Twitter, Facebook and MySpace team tells Google "Don't Be Evil"

Engineers at Facebook, Twitter and MySpace have joined the protests against Google's search integration of Google+ results, crafting a browser add-on called "Don't Be Evil" that adds a far broader range of social into search. The tool, distributed at a site called Focus on the User, argues that rather than just pull Google+ profiles and topics into the search engine, Google would better serve actual users by integrating far more social networks: Twitter, Facebook, Tumblr, Flickr and more. Rather than see exactly what Google wants you to see through its forced Google+ promotion, you can be shown what the company's pure algorithm believes is relevant.

Currently, Don't Be Evil is a bookmarklet that works on a per-visit basis to Google.

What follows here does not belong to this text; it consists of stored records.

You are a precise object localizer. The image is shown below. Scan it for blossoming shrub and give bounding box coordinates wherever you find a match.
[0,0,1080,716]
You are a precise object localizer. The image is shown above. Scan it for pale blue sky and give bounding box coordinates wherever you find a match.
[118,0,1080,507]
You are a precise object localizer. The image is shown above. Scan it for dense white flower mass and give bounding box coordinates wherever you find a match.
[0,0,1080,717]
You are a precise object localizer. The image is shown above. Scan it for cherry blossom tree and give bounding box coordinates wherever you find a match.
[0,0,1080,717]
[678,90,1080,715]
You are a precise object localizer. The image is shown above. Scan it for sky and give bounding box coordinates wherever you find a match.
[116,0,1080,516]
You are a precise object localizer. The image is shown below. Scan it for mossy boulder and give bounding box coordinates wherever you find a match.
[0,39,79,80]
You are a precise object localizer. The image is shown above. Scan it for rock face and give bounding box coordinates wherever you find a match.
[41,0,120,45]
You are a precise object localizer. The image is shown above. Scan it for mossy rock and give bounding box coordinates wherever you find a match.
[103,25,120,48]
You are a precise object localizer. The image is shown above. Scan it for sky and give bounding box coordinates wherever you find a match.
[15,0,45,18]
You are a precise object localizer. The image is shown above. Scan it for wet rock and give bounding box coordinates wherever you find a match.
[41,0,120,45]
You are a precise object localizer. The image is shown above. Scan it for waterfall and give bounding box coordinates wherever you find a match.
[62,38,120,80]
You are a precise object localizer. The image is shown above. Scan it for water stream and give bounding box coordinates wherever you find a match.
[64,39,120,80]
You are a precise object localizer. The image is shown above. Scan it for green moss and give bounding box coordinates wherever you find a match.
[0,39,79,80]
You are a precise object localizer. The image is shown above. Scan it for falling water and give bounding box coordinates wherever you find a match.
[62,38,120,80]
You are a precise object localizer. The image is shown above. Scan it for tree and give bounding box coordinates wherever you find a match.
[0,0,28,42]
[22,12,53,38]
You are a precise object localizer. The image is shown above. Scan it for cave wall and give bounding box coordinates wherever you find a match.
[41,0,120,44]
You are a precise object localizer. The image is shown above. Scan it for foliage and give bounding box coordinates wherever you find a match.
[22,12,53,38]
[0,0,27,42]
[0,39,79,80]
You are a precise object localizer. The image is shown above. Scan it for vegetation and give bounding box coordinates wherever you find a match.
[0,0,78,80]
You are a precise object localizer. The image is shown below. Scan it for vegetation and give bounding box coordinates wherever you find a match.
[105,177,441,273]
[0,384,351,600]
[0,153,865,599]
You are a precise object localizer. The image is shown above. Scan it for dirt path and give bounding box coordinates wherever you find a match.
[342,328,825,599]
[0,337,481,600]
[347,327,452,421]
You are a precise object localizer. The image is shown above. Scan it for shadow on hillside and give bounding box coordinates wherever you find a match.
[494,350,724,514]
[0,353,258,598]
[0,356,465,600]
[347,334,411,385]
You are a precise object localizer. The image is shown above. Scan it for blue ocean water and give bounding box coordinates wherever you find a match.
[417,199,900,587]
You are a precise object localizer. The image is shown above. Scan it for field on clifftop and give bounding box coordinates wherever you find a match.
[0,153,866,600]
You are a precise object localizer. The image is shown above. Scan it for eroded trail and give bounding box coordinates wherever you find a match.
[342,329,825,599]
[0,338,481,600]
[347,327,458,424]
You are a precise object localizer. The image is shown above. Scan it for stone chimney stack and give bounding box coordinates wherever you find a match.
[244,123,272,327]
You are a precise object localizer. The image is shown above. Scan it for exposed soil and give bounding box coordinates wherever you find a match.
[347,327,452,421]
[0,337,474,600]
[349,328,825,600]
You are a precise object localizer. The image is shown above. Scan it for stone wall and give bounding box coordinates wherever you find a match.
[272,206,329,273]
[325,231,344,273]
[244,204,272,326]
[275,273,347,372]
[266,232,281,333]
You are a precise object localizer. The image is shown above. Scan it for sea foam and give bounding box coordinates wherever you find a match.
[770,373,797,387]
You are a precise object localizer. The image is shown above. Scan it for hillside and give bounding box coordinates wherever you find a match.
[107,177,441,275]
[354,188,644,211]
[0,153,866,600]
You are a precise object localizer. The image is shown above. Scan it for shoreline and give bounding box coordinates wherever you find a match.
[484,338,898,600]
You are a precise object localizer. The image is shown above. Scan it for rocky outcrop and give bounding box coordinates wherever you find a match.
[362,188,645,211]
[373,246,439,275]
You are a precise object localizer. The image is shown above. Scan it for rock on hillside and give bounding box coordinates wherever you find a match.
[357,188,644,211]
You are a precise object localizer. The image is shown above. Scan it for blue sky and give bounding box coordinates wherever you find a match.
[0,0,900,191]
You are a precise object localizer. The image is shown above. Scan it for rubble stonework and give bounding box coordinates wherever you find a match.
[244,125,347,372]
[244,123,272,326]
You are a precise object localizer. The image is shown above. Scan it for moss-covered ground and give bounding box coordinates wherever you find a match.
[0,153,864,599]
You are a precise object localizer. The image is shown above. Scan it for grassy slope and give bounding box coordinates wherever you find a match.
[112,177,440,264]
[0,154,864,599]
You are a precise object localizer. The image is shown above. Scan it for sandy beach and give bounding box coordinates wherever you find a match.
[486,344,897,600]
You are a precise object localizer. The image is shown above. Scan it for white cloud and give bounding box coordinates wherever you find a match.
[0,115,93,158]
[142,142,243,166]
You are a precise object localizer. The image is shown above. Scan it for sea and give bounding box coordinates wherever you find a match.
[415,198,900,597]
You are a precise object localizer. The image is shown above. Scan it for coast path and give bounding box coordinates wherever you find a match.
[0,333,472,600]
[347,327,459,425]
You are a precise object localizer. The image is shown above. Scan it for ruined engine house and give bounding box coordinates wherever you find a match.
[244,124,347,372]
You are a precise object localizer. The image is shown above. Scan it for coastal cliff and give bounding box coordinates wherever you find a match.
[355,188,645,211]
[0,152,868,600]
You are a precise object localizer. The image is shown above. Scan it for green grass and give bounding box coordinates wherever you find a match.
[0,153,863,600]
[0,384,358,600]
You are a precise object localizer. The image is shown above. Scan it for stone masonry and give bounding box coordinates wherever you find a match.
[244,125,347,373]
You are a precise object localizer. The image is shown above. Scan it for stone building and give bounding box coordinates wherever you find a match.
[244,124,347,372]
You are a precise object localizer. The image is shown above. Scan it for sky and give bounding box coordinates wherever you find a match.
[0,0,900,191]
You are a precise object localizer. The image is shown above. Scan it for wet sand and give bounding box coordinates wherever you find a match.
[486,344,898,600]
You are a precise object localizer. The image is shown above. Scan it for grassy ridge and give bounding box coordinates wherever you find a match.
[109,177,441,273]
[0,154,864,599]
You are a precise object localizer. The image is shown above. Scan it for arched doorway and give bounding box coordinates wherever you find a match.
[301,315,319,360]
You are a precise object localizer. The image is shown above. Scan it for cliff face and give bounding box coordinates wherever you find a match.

Users click the bookmarklet and, rather than being shown Google's specially crafted results, see a purer set of results that have not been refined according to the search company's own social promotion.

That promotion has already got Google into hot water with regulators, with the FTC looking closely at "Search plus Your World" to see if it pushes the company into antitrust territory. Nonetheless, Google is ramping up its Google+ promotion; last week it announced it had passed 90,000,000 users of the social network, and that number is set to increase with more pressure to use Google+ put on new Gmail sign-ups.

The Don't Be Evil add-on – its name a reference to Google's unofficial motto – works in Chrome, Firefox and Safari and has been released under an open-source license. Already there's a Chrome extension using the tech, with more likely in the pipeline.